Former President Bill Clinton told more than 100 mayors Thursday that stopping global warming depends on them demonstrating that it makes economic sense. He said his foundation is teaming up with Wal-Mart Stores Inc. to save cities money on environmentally friendly supplies by buying in bulk.

"We will not get a global agreement on climate change unless you can prove this is not a burden," he said. "This is the greatest opportunity we have had in our lifetimes."

The Clinton Foundation has previously worked with 40 of the world's largest cities to create a buying pool to bring down prices for green supplies such as hybrid vehicles and more efficient street lights. It's the same approach the foundation used to dramatically cut the price of AIDS drugs in Africa.

In addressing a climate summit organized by the U.S. Conference of Mayors, Clinton announced that the 1,100 cities represented by that organization will become part of the purchasing group. Wal-Mart, the nation's largest retailer, said it would work with Clinton's foundation and the cities to bundle orders and product specifications for green technology.

Clinton and many of the mayors present criticized the White House, saying it has done little about global warming and has missed a chance to boost the nascent "green collar" economy — the jobs created by making the U.S. more sustainable, from the people who install solar panels to scientists who develop new technologies.

Wal-Mart, which has embarked on a broad environmental drive to cut costs and burnish its reputation, is offering to help the mayors as it has met resistance in some big cities, including New York and Chicago, to its plans to expand into metro areas from its rural and suburban base.

Wal-Mart has set targets for reducing energy use and packaging waste and selling more environmentally friendly products. Steps include switching to only concentrated liquid laundry detergent that reduces packaging and water use, converting its truck fleet to use less fuel, and asking suppliers to provide data on their greenhouse gas emissions.

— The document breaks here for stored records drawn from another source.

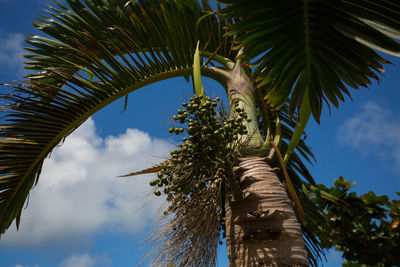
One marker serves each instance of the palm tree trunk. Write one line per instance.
(262, 229)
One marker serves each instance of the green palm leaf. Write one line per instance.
(95, 52)
(314, 45)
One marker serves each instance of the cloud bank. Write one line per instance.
(78, 193)
(375, 129)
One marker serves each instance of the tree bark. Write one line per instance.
(262, 229)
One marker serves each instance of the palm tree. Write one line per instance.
(304, 52)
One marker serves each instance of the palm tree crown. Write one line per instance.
(291, 56)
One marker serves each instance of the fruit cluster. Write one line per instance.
(209, 146)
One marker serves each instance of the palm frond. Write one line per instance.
(94, 53)
(314, 45)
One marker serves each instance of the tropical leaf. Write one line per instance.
(93, 53)
(319, 46)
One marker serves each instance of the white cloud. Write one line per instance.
(374, 129)
(11, 51)
(84, 260)
(78, 192)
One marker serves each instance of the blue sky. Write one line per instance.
(81, 215)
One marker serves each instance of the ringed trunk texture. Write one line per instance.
(262, 229)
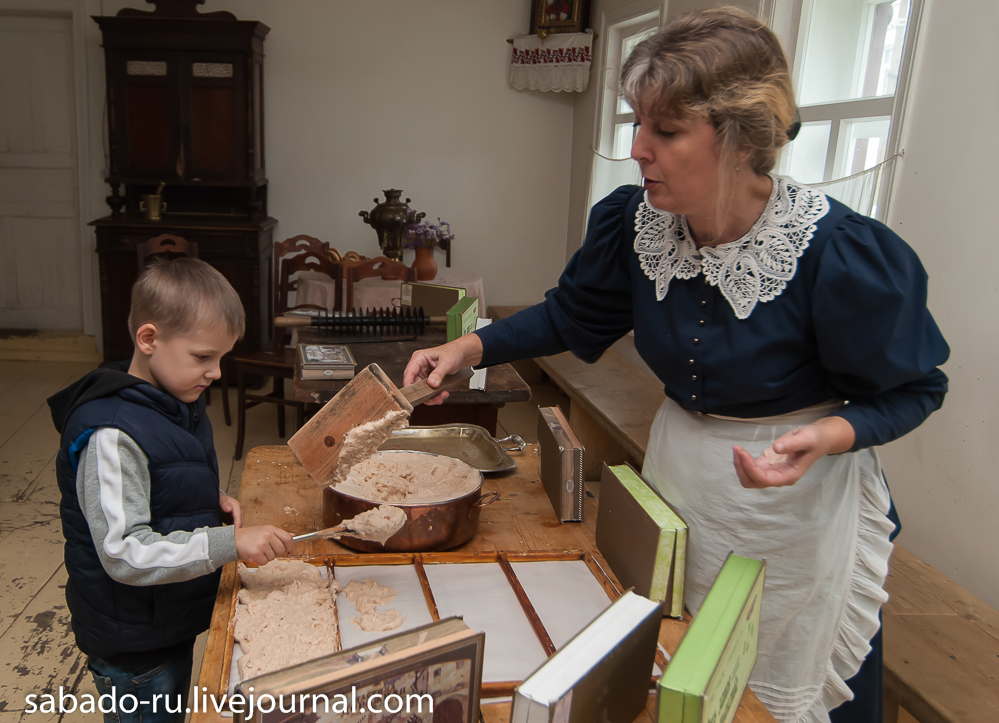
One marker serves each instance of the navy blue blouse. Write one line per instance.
(851, 324)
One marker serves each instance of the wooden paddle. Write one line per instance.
(369, 396)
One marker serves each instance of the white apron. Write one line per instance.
(825, 540)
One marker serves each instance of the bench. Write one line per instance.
(941, 643)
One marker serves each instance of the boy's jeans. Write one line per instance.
(137, 690)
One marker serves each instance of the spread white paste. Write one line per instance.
(367, 595)
(286, 615)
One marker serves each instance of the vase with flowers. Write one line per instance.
(423, 238)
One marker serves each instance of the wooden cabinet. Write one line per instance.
(185, 109)
(240, 250)
(185, 98)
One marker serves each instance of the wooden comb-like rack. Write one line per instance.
(380, 324)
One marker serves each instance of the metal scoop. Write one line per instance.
(357, 527)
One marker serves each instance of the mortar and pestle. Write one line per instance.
(152, 204)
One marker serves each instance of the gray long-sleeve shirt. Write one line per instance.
(113, 485)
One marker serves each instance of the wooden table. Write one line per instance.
(503, 384)
(522, 520)
(941, 646)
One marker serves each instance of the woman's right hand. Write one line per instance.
(437, 362)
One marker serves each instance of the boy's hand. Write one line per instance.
(230, 505)
(262, 543)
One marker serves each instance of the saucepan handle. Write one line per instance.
(517, 440)
(487, 499)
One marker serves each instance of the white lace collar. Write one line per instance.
(749, 270)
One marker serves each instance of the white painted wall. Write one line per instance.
(943, 476)
(365, 96)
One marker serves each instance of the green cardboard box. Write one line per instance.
(705, 680)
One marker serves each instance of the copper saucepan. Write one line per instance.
(429, 526)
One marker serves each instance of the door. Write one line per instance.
(40, 280)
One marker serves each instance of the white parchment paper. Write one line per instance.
(481, 594)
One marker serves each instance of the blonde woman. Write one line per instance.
(791, 334)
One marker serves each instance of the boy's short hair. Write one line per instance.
(180, 294)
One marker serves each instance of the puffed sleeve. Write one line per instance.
(875, 335)
(590, 308)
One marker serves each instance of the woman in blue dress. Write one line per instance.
(792, 337)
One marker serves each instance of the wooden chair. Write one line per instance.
(169, 246)
(278, 362)
(379, 266)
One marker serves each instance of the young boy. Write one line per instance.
(141, 507)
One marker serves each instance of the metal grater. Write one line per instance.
(560, 464)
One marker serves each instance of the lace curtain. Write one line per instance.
(560, 62)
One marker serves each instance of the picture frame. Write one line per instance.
(559, 16)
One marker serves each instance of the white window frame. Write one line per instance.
(615, 25)
(787, 18)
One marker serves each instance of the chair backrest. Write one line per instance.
(292, 265)
(166, 246)
(294, 246)
(381, 266)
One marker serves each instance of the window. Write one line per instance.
(849, 68)
(612, 164)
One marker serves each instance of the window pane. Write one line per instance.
(627, 46)
(807, 153)
(863, 145)
(852, 49)
(623, 135)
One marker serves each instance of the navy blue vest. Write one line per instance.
(108, 617)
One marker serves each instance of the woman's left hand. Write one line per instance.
(784, 462)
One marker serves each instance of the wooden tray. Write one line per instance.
(419, 561)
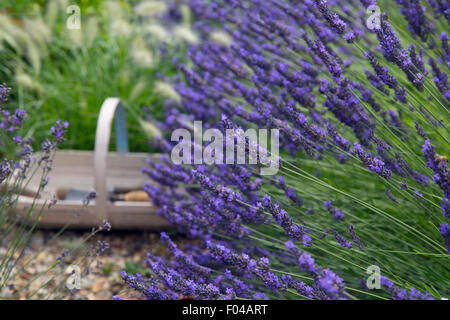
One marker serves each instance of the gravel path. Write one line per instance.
(100, 258)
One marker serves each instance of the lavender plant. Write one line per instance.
(361, 103)
(16, 231)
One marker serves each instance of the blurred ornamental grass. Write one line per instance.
(119, 49)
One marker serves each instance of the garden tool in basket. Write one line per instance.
(116, 178)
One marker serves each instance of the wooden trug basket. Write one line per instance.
(96, 170)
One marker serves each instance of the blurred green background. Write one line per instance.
(61, 73)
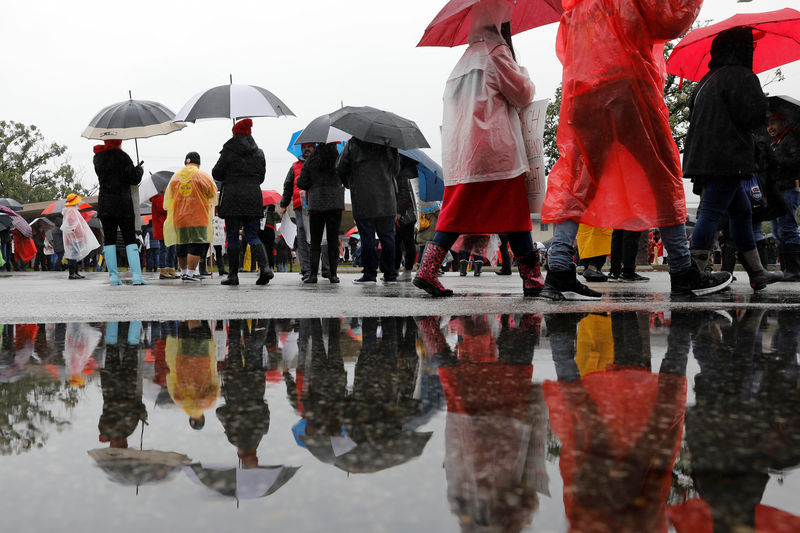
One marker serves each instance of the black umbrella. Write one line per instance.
(11, 203)
(319, 130)
(380, 127)
(233, 101)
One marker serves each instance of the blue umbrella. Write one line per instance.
(430, 173)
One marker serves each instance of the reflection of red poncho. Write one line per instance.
(619, 166)
(621, 432)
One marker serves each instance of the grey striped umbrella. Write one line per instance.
(132, 119)
(233, 101)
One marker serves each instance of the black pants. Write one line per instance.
(125, 225)
(404, 242)
(329, 223)
(624, 247)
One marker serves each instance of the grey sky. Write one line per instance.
(64, 61)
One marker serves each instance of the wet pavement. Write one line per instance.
(682, 418)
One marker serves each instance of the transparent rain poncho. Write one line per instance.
(481, 130)
(618, 166)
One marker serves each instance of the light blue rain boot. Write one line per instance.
(134, 333)
(110, 253)
(133, 262)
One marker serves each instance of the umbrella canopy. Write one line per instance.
(17, 222)
(242, 483)
(233, 101)
(787, 106)
(132, 119)
(138, 467)
(11, 203)
(777, 35)
(270, 197)
(378, 126)
(320, 130)
(430, 174)
(58, 205)
(451, 25)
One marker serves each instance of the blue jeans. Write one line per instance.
(562, 251)
(384, 227)
(520, 241)
(785, 228)
(250, 225)
(724, 194)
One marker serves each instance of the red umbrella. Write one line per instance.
(58, 205)
(777, 35)
(270, 197)
(451, 25)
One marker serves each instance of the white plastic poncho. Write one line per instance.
(481, 129)
(79, 240)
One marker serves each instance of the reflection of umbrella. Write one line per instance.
(430, 174)
(58, 205)
(378, 126)
(233, 101)
(319, 130)
(11, 203)
(242, 483)
(376, 455)
(270, 197)
(18, 222)
(777, 35)
(138, 467)
(451, 25)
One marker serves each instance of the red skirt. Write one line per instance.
(486, 207)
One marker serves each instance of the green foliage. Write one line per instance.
(31, 170)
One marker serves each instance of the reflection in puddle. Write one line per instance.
(625, 421)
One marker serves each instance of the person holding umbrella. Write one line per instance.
(189, 199)
(484, 156)
(241, 168)
(116, 173)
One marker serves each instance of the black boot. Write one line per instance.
(264, 271)
(233, 275)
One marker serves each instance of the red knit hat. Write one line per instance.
(243, 127)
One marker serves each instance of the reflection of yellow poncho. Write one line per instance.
(192, 382)
(188, 200)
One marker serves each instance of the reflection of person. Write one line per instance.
(189, 198)
(727, 107)
(484, 156)
(122, 398)
(325, 196)
(193, 382)
(620, 426)
(245, 415)
(116, 174)
(241, 169)
(619, 166)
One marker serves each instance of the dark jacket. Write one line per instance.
(241, 169)
(369, 170)
(727, 107)
(116, 173)
(783, 160)
(319, 178)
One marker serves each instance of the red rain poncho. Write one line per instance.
(619, 166)
(188, 200)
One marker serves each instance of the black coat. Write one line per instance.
(727, 107)
(116, 173)
(319, 178)
(241, 169)
(369, 170)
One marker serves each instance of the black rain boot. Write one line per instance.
(233, 263)
(265, 272)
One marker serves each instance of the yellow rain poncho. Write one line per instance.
(189, 197)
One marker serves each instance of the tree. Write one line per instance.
(31, 170)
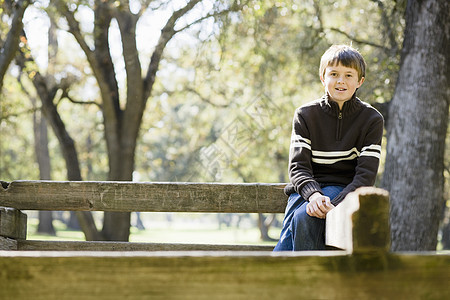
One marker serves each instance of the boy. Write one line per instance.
(335, 148)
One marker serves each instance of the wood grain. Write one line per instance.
(155, 197)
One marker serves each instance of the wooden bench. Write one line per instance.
(359, 225)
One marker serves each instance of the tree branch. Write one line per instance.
(357, 40)
(9, 48)
(167, 33)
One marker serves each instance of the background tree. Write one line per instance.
(417, 126)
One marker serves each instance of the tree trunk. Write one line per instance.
(43, 158)
(417, 125)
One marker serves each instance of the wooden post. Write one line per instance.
(13, 223)
(360, 222)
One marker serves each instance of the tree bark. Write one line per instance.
(416, 130)
(43, 158)
(46, 93)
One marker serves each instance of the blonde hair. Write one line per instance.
(345, 55)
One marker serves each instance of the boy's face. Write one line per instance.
(341, 83)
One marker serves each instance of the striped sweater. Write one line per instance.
(330, 146)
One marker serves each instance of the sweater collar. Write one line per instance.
(350, 106)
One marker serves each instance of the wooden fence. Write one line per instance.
(364, 269)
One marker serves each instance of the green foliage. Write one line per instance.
(222, 105)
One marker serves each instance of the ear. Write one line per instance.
(361, 81)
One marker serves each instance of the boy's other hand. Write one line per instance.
(319, 205)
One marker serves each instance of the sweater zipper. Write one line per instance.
(339, 127)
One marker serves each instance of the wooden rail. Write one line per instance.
(155, 197)
(360, 225)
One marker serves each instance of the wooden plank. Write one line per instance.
(33, 245)
(13, 223)
(156, 197)
(318, 275)
(7, 244)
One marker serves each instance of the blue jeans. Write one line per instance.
(300, 230)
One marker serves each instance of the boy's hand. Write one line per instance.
(319, 205)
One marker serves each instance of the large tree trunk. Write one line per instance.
(43, 158)
(416, 127)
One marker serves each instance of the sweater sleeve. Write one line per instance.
(368, 160)
(300, 168)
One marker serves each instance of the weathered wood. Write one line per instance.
(13, 223)
(360, 222)
(207, 275)
(156, 197)
(30, 245)
(7, 244)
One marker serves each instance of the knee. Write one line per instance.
(301, 218)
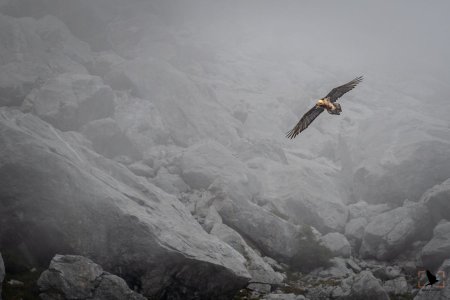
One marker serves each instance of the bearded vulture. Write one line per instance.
(328, 102)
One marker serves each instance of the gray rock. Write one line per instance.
(77, 277)
(366, 286)
(337, 243)
(256, 266)
(386, 272)
(338, 269)
(2, 274)
(141, 169)
(365, 210)
(109, 140)
(69, 101)
(36, 51)
(436, 200)
(397, 286)
(284, 297)
(438, 248)
(390, 233)
(78, 201)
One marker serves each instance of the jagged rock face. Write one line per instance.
(77, 277)
(366, 286)
(337, 243)
(58, 196)
(389, 233)
(436, 200)
(259, 270)
(33, 51)
(69, 101)
(2, 274)
(438, 248)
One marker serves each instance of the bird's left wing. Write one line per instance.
(305, 121)
(337, 92)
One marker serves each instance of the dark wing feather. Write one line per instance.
(305, 121)
(336, 93)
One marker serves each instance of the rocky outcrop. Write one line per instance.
(260, 271)
(389, 233)
(2, 274)
(436, 200)
(77, 277)
(438, 248)
(69, 101)
(58, 196)
(337, 243)
(365, 286)
(34, 51)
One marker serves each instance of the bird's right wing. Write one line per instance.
(305, 121)
(337, 92)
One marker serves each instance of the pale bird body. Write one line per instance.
(328, 102)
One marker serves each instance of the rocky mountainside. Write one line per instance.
(149, 138)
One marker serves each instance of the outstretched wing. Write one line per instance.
(336, 93)
(305, 121)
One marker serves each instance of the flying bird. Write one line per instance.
(431, 278)
(328, 102)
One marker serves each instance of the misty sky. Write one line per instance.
(386, 37)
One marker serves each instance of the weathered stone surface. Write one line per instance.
(259, 270)
(438, 248)
(69, 101)
(436, 200)
(337, 243)
(33, 51)
(366, 286)
(388, 234)
(354, 231)
(397, 286)
(77, 277)
(109, 140)
(60, 196)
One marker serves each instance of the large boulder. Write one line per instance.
(365, 286)
(390, 233)
(69, 101)
(337, 243)
(109, 140)
(77, 277)
(436, 200)
(260, 271)
(438, 248)
(33, 51)
(58, 196)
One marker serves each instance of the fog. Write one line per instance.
(149, 137)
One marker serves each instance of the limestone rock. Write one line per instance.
(337, 243)
(69, 101)
(34, 51)
(77, 277)
(390, 233)
(65, 197)
(438, 248)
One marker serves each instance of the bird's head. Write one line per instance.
(320, 103)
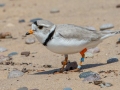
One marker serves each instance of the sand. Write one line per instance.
(79, 12)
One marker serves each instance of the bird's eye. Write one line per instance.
(40, 27)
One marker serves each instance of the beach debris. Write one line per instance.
(112, 60)
(94, 50)
(106, 26)
(5, 35)
(21, 21)
(90, 28)
(118, 42)
(54, 10)
(4, 58)
(71, 66)
(118, 6)
(2, 4)
(29, 40)
(15, 74)
(67, 88)
(12, 54)
(86, 74)
(92, 78)
(2, 49)
(23, 88)
(102, 85)
(47, 66)
(35, 19)
(88, 55)
(26, 53)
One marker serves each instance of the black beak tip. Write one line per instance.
(27, 33)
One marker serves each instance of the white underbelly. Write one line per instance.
(62, 46)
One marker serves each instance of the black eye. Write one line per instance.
(40, 27)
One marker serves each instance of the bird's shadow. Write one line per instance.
(83, 67)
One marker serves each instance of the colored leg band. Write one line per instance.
(79, 67)
(82, 59)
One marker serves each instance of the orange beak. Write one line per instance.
(29, 32)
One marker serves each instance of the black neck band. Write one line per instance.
(49, 38)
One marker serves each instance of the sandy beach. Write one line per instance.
(84, 13)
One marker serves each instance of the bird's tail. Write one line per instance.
(108, 33)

But the company isn't the only one whose reputation is at stake. Clinton asked the mayors to think about their legacy and to keep score from an environmental standpoint. "The only way to keep score in public life is whether people are better off when you quit than when you started," he said, telling them the challenge is "your kind of deal."

Cities cover just 2 percent of the planet's land but are responsible for three-quarters of its greenhouse gas emissions — and therefore present the greatest opportunity for reducing those emissions, Clinton said. Much of that progress can be made by picking the low-hanging fruit: replacing wasteful light bulbs with high-efficiency ones, finding the leaks in the water-supply system, capturing the harmful methane produced by landfills and turning it into electricity.

The big orders from cities for more efficient heating and cooling systems for public buildings, ultra-efficient LED lights, or hybrid buses guarantee income for the companies that make them, help bring prices down and create jobs, Clinton said. They also save the cities money on energy.

Earlier in the day, former Vice President Al Gore, winner of this year's Nobel Peace Prize for his climate work, spoke to the mayors by satellite from Tennessee and urged them to continue their work. He told them that his audiences around the world are heartened to learn that while the White House refused to support the Kyoto Treaty, 710 U.S. mayors — led by Seattle's Greg Nickels — have signed an agreement to abide by the treaty's call to reduce carbon emissions.

The two-day summit is designed to allow mayors from around the country to share ideas about how to combat climate change locally. New York Mayor Michael Bloomberg was scheduled to deliver Friday's keynote address.